- Associated Press - Monday, October 27, 2014

MIAMI (AP) - A raft carrying Cuban migrants broke apart a few miles from Miami, leaving survivors clinging to debris for hours in the night. Ten were rescued or managed to swim to shore while three remained missing Monday afternoon.

The U.S. Coast Guard received a report that several people were in the water and holding on to inner tubes and Styrofoam four miles east of Sands Key in Miami’s Biscayne Bay shortly after 10 a.m.

Two pleasure crafts responded to an alert issued by authorities and rescued five of the migrants. Three more were plucked from the water by Miami-Dade Fire Rescue.

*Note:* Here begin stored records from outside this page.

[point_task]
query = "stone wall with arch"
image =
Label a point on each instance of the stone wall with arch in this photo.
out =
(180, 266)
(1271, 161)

Firefighter Michael Perez said two men were hanging on to pieces of foam and appeared to be getting weak when his helicopter arrived on the scene. He saw a shark nearby and quickly lowered a basket into the water.

The men jumped in and Perez hoisted them into the chopper.

“Water,” the men begged.

Perez said the migrants described being at sea for 10 days aboard a homemade raft. The vessel began taking in water before it broke apart Sunday night, they said.

“When the raft parted they all clung to whatever they could,” Commander Richard Hartley said.

The third person found by Miami-Dade Fire Rescue was in an inner-tube and pulled cold and shaking aboard a second chopper. All three migrants rescued by helicopter appeared to be suffering from dehydration and were airlifted to Miami hospitals. No information on their conditions was released.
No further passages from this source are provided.